When he had drunk his second whisky he said to the doctor, "When a smear-test is negative, does it always stay so?"
"Not always. It's too early to loose the patient on the world until the tests have been negative—oh, for six months. There are relapses even with our present drugs."
"Do they sometimes find it hard to be loosed?"
"Very often. You see they become attached to their hut and their patch of land, and of course for the burnt-out cases life outside isn't easy. They carry the stigma of leprosy in their mutilation. People are apt to think once a leper, always a leper."
"I begin to find your vocation a little easier to understand. All the same—the fathers believe they have the Christian truth behind them, and it helps them in a place like this. You and I have no such truth. Is the Christian myth that you talked about enough for you?"
"I want to be on the side of change," the doctor said. "If I had been born an amoeba who could think, I would have dreamed of the day of the primates. I would have wanted anything I did to contribute to that day. Evolution, as far as we can tell, has lodged itself finally in the brains of man. The ant, the fish, even the ape has gone as far as it can go, but in our brain evolution is moving—my God—at w
hat a speed! I forget how many hundreds of millions of years passed between the dinosaurs and the primates, but in our own lifetime we have seen the change from diesel to jet, the splitting of the atom, the cure of leprosy."
"Is change so good?"
"We can't avoid it. We are riding a great ninth evolutionary wave. Even the Christian myth is part of the wave, and perhaps, who knows, it may be the most valuable part. Suppose love were to evolve as rapidly in our brains as technical skill has done. In isolated cases it may have done, in the saints... if the man really existed, in Christ."
"You can really comfort yourself with all that?" Querry asked. "It sounds like the old song of progress."

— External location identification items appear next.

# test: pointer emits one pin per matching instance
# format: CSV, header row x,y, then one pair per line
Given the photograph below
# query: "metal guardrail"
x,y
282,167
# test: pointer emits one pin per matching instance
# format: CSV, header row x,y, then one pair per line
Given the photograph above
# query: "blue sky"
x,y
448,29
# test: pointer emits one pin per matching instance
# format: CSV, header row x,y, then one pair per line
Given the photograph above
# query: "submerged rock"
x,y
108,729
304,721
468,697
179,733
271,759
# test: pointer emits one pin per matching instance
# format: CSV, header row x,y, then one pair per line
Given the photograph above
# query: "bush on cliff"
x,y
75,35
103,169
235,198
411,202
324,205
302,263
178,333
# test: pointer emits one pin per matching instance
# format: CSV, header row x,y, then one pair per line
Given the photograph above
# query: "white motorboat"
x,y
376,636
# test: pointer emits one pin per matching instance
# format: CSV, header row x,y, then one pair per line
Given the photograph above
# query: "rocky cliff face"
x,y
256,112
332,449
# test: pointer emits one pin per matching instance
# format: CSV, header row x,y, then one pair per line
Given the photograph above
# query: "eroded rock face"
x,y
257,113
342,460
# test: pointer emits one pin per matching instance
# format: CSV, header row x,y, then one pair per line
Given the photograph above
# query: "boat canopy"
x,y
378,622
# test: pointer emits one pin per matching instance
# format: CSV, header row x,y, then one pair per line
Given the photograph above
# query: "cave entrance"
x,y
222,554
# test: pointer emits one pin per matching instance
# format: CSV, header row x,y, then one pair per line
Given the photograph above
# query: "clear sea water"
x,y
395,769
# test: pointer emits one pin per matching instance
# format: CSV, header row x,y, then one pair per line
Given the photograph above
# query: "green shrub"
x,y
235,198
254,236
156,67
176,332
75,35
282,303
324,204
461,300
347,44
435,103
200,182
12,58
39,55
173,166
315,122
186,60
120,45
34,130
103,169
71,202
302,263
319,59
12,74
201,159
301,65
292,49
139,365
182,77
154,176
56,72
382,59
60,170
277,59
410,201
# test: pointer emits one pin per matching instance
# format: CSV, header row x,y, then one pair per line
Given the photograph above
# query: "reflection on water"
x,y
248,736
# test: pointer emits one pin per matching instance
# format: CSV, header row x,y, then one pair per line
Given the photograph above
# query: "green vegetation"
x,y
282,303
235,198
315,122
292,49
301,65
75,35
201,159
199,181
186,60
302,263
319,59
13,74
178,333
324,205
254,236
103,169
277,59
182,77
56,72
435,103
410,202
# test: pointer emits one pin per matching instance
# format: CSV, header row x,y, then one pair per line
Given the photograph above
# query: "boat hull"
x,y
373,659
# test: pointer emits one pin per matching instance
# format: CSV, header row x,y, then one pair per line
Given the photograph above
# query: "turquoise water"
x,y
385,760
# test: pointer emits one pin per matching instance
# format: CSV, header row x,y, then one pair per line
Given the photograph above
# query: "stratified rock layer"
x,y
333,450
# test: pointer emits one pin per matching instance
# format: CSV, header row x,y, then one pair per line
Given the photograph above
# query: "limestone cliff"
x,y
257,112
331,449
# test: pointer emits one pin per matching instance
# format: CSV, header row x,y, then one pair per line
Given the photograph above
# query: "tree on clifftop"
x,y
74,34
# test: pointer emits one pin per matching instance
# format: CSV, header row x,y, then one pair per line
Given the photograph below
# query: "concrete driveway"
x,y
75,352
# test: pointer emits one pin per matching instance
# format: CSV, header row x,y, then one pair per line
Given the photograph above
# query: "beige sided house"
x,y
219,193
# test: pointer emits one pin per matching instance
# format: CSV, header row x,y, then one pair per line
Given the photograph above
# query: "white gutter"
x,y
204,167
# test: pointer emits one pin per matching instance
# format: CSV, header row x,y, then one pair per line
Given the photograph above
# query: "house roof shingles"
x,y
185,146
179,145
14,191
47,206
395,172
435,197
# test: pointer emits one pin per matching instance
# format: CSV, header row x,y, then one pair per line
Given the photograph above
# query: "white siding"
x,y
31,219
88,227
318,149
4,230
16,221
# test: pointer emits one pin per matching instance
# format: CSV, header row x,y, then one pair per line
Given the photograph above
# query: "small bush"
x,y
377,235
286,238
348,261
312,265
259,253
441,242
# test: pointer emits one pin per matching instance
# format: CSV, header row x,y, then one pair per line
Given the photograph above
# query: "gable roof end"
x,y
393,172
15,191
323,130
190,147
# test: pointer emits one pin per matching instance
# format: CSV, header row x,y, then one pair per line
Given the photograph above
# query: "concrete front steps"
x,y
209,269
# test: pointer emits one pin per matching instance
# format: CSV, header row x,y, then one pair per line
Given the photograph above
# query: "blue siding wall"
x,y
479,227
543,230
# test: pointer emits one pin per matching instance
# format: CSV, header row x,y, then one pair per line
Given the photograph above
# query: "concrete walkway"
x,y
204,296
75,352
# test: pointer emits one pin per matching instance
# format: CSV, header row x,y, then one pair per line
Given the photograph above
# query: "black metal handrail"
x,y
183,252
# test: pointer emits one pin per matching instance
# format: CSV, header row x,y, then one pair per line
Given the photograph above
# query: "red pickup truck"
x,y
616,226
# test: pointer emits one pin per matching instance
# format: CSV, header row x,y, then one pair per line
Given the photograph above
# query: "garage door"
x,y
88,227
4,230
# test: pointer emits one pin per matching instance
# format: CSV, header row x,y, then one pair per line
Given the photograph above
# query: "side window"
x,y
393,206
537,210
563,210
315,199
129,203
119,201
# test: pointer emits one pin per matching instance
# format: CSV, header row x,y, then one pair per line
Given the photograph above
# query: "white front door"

"The nineteenth century wasn't as far wrong as we like to believe. We have become cynical about progress because of the terrible things we have seen men do during the last forty years. All the same through trial and error the amoeba did become the ape. There were blind starts and wrong turnings even then, I suppose. Evolution today can produce Hitlers as well as St. John of the Cross. I have a small hope, that's all, a very small hope, that someone they call Christ was the fertile element, looking for a crack in the wall to plant its seed. I think of Christ as an amoeba who took the right turning. I want to be on the side of the progress which survives. I'm no friend of pterodactyls."
"But if we are incapable of love?"
"I'm not sure such a man exists. Love is planted in man now, even uselessly in some cases, like an appendix. Sometimes of course people call it hate."
"I haven't found any trace of it in myself."